As of March 15, 2026, the maximum lifetime for a TLS certificate will be 200 days.
As of March 15, 2027, the maximum lifetime for a TLS certificate will be 100 days.
As of March 15, 2029, the maximum lifetime for a TLS certificate will be 47 days.
What’s everyone’s opinion on this? I think from a security standpoint their reasoning is valid and in many cases it’s very easy to automate the renewal with ACME or something else. But there’s likely gonna be legacy stuff still around in 2029 that won’t be easy to automate.
Are compromised private keys that much of a problem in the real world to merit such a pain in the ass, heavy handed “solution”? On paper, sure, it makes sense. In practice, you’re forcing people to complicate the process by introducing, until now, unnecessary automation and introducing the possibility of brand new points of vulnerability.

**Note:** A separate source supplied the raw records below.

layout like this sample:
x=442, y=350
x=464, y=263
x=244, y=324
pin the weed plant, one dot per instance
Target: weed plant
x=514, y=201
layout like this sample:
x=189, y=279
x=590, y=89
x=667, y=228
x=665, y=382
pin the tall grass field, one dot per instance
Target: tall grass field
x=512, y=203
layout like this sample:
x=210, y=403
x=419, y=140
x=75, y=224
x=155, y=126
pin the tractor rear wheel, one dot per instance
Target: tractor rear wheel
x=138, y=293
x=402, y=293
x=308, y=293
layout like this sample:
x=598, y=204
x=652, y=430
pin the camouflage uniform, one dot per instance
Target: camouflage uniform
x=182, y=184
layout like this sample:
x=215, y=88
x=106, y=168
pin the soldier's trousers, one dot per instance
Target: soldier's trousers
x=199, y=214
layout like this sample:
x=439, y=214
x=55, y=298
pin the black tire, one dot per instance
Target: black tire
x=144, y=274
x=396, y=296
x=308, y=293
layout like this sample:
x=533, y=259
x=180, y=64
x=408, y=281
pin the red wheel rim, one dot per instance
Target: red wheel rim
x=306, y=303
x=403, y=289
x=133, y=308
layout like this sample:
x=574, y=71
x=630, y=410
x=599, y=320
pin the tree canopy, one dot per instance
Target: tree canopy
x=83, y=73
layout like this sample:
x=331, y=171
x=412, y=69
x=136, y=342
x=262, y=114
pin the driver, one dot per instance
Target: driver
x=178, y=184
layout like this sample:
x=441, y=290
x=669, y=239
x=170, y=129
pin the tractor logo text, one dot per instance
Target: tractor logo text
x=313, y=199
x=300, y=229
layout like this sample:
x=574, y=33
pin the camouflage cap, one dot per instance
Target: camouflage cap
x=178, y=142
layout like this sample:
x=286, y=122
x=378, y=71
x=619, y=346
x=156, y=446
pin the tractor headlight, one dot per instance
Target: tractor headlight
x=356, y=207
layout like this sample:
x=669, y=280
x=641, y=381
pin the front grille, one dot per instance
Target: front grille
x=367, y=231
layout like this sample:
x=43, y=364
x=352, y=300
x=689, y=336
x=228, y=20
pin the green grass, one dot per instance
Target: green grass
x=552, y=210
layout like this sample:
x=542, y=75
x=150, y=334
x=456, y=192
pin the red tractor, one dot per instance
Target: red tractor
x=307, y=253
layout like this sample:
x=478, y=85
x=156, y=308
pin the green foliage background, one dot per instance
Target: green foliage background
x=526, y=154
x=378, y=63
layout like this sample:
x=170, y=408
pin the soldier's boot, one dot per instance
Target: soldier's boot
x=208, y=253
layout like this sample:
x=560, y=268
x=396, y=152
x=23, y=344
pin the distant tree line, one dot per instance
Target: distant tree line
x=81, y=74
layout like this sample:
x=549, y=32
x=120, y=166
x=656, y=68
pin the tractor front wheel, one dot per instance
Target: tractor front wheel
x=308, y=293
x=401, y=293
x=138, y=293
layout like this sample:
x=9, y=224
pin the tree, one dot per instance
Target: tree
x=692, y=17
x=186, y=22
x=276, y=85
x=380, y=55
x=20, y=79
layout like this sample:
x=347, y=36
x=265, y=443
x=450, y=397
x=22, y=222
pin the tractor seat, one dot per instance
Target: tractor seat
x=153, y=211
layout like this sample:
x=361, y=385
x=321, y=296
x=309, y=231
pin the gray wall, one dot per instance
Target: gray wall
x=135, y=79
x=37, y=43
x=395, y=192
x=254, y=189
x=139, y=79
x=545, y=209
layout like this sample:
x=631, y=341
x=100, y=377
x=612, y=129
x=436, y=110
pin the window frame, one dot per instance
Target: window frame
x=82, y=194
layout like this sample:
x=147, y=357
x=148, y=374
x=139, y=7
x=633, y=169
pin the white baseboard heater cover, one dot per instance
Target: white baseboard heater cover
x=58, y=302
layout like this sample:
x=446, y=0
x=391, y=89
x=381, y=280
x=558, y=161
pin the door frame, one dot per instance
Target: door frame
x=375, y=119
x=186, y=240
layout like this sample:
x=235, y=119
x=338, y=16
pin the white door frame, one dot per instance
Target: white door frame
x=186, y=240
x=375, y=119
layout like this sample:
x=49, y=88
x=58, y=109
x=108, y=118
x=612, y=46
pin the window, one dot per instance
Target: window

I say this as someone who does maintain legacy systems (i.e. systems), so take it with a very angry, frazzled grain of salt. But I’ve done this for
yearsdecades and many, many systems and to my knowledge, I’ve never had a compromised private key.This just seems like people who constantly lose their house keys mandating that everyone else change their locks as often as they do.
One issue is that browsers and other clients have a difficult time handling certificate revocation. Let’s Encrypt is stopping support for OCSP, and that had a lot of privacy implications where a CA could tell who is going to what site, based on the requests to check certificate revocation. Let’s Encrypt is moving to CRLs, but the size of the CRL is very large the more certificates you have. For Let’s Encrypt with only a 90 day validity period, their CRL is smaller than a CA which has certificates as much as 398 days old.
The size of the CRL is something not only CAs have to manage, on the client side, you may have to check a 10MB file to see if the certificate for the site you’re connecting to is still trusted by the CA. With many CAs, these CRLs will take up a lot of space on disk, and need to be updated often. Mozilla published a system called CRLite which uses Cascading Bloom Filters to keep track of revoked certificates in the browser, which will save a lot of space. Having a constrained set of revoked certificates is useful to ensure the bloomfilter won’t be too large for the browser to store and manage.
It’s not a problem… until it is.
And it has been before.
And probably will be again.
are you sure this mandates always using a new private key? I think I have read that they don’t. how would you verify that anyway?
I like that metaphor, I’m gonna save it. And agreed, there’s going to be issues with legacy systems.
Luckily, at my current job, all of our outside-facing legacy services already go through an SSL terminating reverse proxy. And we then use self-signed certs with much longer validity for internal traffic where needed.